28 September 2009

All that is the case

I'm working on a short piece of code to capitalize all the initials in a given sentence (headlines for news stories from a wire service, to be specific), in order to match house style. At first, I was a little surprised that I couldn't find a Java class to do most of the work for me. But once I waded into the actual sentences that I had to process, with their variations and exceptions, I came to the conclusion that some degree of RYO was called for. Here's my current draft:



import java.util.regex.*;

* * *

private String capitalizeAllInitials(String text)
{
//capitalize the first letter of every word in the passed text
//(including little words like "a," "the," "and," "to")
//also capitalize words in quoted and hyphenated phrases

//NOTES: The pattern requires a leading space; I have found that
//ingested stories already capitalize the first word of the title.

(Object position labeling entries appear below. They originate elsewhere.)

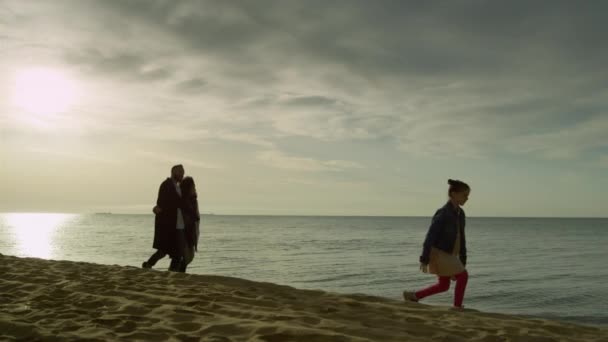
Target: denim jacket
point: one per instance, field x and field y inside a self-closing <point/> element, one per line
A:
<point x="442" y="233"/>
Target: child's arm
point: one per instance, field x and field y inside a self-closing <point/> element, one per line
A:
<point x="432" y="235"/>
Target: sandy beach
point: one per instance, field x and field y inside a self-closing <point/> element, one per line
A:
<point x="63" y="300"/>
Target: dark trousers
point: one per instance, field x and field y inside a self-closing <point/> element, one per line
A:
<point x="178" y="261"/>
<point x="159" y="254"/>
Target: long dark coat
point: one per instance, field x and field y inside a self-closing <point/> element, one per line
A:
<point x="165" y="223"/>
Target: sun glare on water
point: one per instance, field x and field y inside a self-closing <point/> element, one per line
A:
<point x="34" y="232"/>
<point x="44" y="91"/>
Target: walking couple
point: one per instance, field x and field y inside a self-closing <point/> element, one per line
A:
<point x="177" y="220"/>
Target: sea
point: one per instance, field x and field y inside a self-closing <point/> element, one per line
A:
<point x="541" y="267"/>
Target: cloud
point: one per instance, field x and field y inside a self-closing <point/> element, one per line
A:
<point x="278" y="159"/>
<point x="436" y="79"/>
<point x="167" y="159"/>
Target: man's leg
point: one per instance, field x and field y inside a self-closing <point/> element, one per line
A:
<point x="159" y="254"/>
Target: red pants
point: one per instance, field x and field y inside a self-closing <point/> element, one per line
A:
<point x="444" y="285"/>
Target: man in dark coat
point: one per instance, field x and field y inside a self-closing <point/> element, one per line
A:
<point x="168" y="220"/>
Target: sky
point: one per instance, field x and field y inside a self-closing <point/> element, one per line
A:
<point x="305" y="107"/>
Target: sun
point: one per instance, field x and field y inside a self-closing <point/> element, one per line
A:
<point x="44" y="91"/>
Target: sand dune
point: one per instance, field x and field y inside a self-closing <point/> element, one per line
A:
<point x="63" y="300"/>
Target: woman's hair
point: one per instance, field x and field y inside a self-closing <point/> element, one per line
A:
<point x="457" y="186"/>
<point x="187" y="185"/>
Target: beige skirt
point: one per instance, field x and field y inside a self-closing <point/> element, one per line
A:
<point x="444" y="264"/>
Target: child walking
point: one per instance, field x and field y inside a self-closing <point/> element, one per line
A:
<point x="444" y="251"/>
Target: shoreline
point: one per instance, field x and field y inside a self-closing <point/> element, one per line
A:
<point x="66" y="300"/>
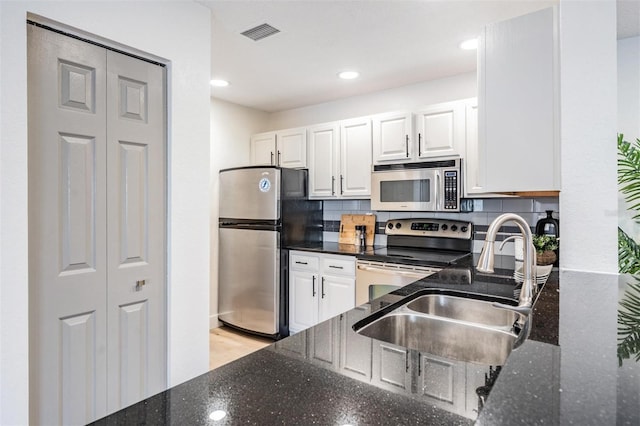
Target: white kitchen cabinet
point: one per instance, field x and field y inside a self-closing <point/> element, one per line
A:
<point x="518" y="94"/>
<point x="340" y="159"/>
<point x="440" y="130"/>
<point x="324" y="159"/>
<point x="321" y="286"/>
<point x="391" y="367"/>
<point x="393" y="137"/>
<point x="284" y="148"/>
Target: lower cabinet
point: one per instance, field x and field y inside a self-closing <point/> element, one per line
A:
<point x="321" y="286"/>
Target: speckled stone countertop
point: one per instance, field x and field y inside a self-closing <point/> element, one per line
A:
<point x="331" y="375"/>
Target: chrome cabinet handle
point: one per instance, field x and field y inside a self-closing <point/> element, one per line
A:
<point x="406" y="144"/>
<point x="140" y="284"/>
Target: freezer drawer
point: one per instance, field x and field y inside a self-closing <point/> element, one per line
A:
<point x="250" y="193"/>
<point x="249" y="279"/>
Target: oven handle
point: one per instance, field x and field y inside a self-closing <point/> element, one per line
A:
<point x="393" y="271"/>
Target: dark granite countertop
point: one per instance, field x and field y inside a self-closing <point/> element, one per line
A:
<point x="329" y="374"/>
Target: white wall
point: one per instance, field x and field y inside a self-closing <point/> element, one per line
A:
<point x="588" y="199"/>
<point x="231" y="127"/>
<point x="179" y="31"/>
<point x="410" y="97"/>
<point x="629" y="88"/>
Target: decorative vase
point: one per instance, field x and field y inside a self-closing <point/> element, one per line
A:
<point x="547" y="257"/>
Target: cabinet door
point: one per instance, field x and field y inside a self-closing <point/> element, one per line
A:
<point x="392" y="137"/>
<point x="303" y="296"/>
<point x="323" y="153"/>
<point x="355" y="161"/>
<point x="355" y="351"/>
<point x="518" y="98"/>
<point x="391" y="367"/>
<point x="442" y="382"/>
<point x="263" y="149"/>
<point x="291" y="148"/>
<point x="441" y="130"/>
<point x="323" y="343"/>
<point x="337" y="295"/>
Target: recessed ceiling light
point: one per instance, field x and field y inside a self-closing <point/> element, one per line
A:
<point x="348" y="75"/>
<point x="469" y="44"/>
<point x="219" y="83"/>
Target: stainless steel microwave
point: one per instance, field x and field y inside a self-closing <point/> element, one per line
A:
<point x="427" y="186"/>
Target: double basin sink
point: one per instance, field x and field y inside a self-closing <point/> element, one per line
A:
<point x="461" y="326"/>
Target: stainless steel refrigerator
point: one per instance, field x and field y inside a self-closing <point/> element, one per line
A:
<point x="263" y="210"/>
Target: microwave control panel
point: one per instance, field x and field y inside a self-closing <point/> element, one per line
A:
<point x="451" y="190"/>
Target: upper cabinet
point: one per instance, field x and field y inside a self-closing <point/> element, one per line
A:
<point x="435" y="131"/>
<point x="393" y="139"/>
<point x="284" y="148"/>
<point x="440" y="130"/>
<point x="518" y="114"/>
<point x="340" y="159"/>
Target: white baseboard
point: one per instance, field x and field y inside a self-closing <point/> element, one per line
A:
<point x="213" y="322"/>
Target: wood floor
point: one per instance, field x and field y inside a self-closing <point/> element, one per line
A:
<point x="227" y="344"/>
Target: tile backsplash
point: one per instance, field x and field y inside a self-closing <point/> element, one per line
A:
<point x="485" y="211"/>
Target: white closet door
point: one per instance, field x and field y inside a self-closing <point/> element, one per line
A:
<point x="97" y="215"/>
<point x="67" y="229"/>
<point x="135" y="230"/>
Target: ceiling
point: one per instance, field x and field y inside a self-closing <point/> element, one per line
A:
<point x="391" y="43"/>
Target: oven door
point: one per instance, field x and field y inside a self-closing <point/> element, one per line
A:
<point x="374" y="279"/>
<point x="408" y="190"/>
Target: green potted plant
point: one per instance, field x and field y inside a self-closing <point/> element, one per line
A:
<point x="545" y="246"/>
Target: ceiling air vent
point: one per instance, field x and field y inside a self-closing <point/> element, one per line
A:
<point x="260" y="32"/>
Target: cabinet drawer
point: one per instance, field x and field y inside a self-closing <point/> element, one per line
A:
<point x="303" y="262"/>
<point x="340" y="265"/>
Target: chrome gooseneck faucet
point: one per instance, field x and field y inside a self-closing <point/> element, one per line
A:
<point x="485" y="262"/>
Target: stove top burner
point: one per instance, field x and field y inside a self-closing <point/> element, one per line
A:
<point x="427" y="257"/>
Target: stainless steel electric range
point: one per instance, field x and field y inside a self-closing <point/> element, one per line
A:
<point x="416" y="248"/>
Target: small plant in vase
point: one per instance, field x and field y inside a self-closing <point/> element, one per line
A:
<point x="545" y="246"/>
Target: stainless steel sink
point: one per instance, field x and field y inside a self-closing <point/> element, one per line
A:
<point x="458" y="327"/>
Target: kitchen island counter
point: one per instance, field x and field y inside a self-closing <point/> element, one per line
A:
<point x="328" y="374"/>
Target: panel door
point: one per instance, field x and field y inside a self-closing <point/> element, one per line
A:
<point x="392" y="137"/>
<point x="441" y="130"/>
<point x="323" y="343"/>
<point x="136" y="224"/>
<point x="263" y="149"/>
<point x="355" y="162"/>
<point x="291" y="147"/>
<point x="67" y="229"/>
<point x="442" y="382"/>
<point x="323" y="153"/>
<point x="355" y="351"/>
<point x="303" y="296"/>
<point x="391" y="365"/>
<point x="337" y="295"/>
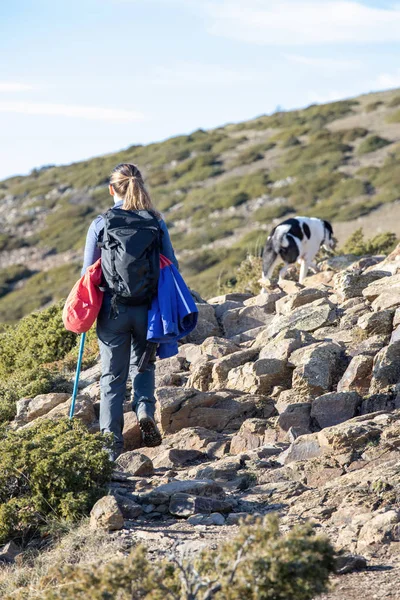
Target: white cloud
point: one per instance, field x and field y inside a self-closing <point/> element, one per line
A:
<point x="387" y="80"/>
<point x="324" y="63"/>
<point x="74" y="111"/>
<point x="298" y="22"/>
<point x="13" y="86"/>
<point x="198" y="74"/>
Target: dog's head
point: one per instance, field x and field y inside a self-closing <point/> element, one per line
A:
<point x="329" y="241"/>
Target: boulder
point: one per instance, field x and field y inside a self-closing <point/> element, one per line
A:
<point x="135" y="464"/>
<point x="375" y="289"/>
<point x="350" y="284"/>
<point x="239" y="320"/>
<point x="207" y="325"/>
<point x="181" y="408"/>
<point x="43" y="404"/>
<point x="177" y="457"/>
<point x="282" y="346"/>
<point x="309" y="318"/>
<point x="287" y="304"/>
<point x="222" y="366"/>
<point x="377" y="323"/>
<point x="131" y="432"/>
<point x="319" y="367"/>
<point x="379" y="529"/>
<point x="304" y="447"/>
<point x="9" y="552"/>
<point x="296" y="415"/>
<point x="260" y="377"/>
<point x="357" y="377"/>
<point x="217" y="347"/>
<point x="106" y="514"/>
<point x="386" y="368"/>
<point x="168" y="367"/>
<point x="201" y="377"/>
<point x="184" y="505"/>
<point x="334" y="408"/>
<point x="249" y="437"/>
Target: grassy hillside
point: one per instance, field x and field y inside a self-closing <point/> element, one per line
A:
<point x="220" y="192"/>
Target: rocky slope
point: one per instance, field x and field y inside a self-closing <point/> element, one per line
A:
<point x="220" y="192"/>
<point x="287" y="401"/>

Pattern p = Pattern.compile("(-|( (`|\\\"|\\\')?))([a-z])");
Matcher m = p.matcher(text);

StringBuffer sb = new StringBuffer();
while (m.find())
{
m.appendReplacement(sb, m.group(1) + m.group(4).toUpperCase());
}
m.appendTail(sb);

return sb.toString();
}



As the comments note, this code will handle ordinary words (The quick brown fox jumps over the lazy dog becomes The Quick Brown Fox Jumps Over The Lazy Dog), hyphenated phrases (Senator proposes pay-as-you-go plan becomes Senator Proposes Pay-As-You-Go Plan), and quoted phrases (Accused confesses, "we did it" becomes Accused Confesses, "We Did It") with single, double, or backquotes. The code assumes that the first word is already capitalized, so if that's not the case with you, you would need to add a ^ to the regular expression.

This code also doesn't handle the common forms of title casing, whereby articles, prepositions, and other small words are not capitalized. Also, this code capitalizes proper names and trademarks indiscriminately.

1 comment:

David Gorsline said...

It's probably also worth noting that this code only works for 7-bit ASCII letters--no accents, no Unicode.